Shares of TBO Tek Limited rose 3.5% on March 24 after Motilal Oswal initiated coverage on the stock with a buy rating and a target price of ₹1,360, implying an upside of approximately 34% from current levels.
The stock opened at ₹1,050.00 against its previous close of ₹1,018.00, touching a session high of ₹1,066.00 and a low of ₹1,014.00. The 52-week range stands between ₹996.00 and ₹1,764.80. Live volumes stand at 82,042 shares during the session.

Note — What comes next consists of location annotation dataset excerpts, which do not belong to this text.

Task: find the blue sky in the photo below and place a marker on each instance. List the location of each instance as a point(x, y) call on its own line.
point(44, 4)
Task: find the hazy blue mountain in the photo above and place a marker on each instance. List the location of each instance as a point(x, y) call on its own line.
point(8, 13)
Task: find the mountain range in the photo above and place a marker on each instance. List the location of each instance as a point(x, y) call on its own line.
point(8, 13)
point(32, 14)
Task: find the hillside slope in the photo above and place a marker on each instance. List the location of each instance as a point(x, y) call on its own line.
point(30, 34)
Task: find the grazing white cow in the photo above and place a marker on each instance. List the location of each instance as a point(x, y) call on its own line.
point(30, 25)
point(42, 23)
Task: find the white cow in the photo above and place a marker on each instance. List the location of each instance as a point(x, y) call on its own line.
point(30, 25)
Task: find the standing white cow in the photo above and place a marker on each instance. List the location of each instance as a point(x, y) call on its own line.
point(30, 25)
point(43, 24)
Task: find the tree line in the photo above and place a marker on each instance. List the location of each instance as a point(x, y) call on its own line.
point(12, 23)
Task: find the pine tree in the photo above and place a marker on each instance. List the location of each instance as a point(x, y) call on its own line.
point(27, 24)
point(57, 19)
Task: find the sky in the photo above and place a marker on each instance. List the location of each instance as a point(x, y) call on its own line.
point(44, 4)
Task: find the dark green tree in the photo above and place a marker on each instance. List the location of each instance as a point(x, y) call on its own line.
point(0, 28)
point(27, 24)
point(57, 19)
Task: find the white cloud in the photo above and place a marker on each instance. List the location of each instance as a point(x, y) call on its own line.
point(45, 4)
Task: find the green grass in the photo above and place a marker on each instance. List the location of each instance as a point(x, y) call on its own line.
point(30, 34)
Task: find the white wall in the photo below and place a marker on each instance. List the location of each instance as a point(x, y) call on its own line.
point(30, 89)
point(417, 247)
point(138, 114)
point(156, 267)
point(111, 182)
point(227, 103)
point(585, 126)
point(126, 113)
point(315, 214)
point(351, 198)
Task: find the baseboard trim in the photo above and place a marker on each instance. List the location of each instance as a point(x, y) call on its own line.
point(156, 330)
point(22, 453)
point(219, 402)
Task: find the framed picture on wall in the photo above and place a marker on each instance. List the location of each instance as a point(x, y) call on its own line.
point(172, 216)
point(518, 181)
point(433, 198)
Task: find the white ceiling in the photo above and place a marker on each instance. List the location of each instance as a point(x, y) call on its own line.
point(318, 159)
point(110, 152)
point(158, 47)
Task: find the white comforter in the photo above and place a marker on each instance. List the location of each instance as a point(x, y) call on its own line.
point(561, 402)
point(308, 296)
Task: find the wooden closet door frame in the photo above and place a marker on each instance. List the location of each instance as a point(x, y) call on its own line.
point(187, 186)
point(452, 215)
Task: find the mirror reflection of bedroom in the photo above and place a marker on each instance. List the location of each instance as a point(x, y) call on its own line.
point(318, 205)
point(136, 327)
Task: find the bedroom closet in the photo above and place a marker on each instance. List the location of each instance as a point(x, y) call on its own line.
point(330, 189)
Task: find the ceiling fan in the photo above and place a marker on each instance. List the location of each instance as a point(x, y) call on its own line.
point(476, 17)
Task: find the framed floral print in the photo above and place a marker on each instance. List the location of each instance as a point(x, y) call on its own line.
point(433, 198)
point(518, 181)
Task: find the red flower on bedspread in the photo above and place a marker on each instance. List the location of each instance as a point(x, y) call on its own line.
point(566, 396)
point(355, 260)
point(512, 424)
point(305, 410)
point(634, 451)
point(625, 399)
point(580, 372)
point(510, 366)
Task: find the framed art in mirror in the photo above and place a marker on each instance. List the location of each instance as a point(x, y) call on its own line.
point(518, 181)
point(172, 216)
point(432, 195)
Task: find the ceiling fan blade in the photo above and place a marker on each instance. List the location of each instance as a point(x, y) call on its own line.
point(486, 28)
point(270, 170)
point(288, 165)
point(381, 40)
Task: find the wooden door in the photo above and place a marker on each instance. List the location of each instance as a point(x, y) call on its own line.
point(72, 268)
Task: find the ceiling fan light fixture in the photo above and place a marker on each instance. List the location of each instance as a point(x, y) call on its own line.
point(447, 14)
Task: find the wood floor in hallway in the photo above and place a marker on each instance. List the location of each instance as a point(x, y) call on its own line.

TBO Tek is a global B2B travel platform connecting over 750 airlines, one million hotels, and 50,000 travel agents, with a gross transaction value of ₹308 billion. The brokerage highlighted the company’s supply aggregation capabilities and global infrastructure spanning 88 currencies, 16 languages, and over 4.25 lakh routes as key competitive advantages in a fragmented travel agent market.
The note cited a favorable mix shift toward higher-margin hotels and ancillary services, which currently account for approximately 59% of GTV and are projected to rise to 70%, as a key driver of margin expansion. EBITDA margins are expected to expand to approximately 18% by FY28.
Motilal Oswal projected revenue, EBIT, and PAT compounded annual growth rates of approximately 35%, 37%, and 32% respectively over FY25 to FY28. The brokerage also noted the company’s asset-light, negative working capital model as supportive of a free cash flow CAGR exceeding 40% over the same period. The stock is valued at 28 times FY28 estimated earnings.
TBO Tek operates across multiple geographies, primarily serving travel agents, tour operators, and corporate clients through a unified platform for flight, hotel, and ancillary bookings.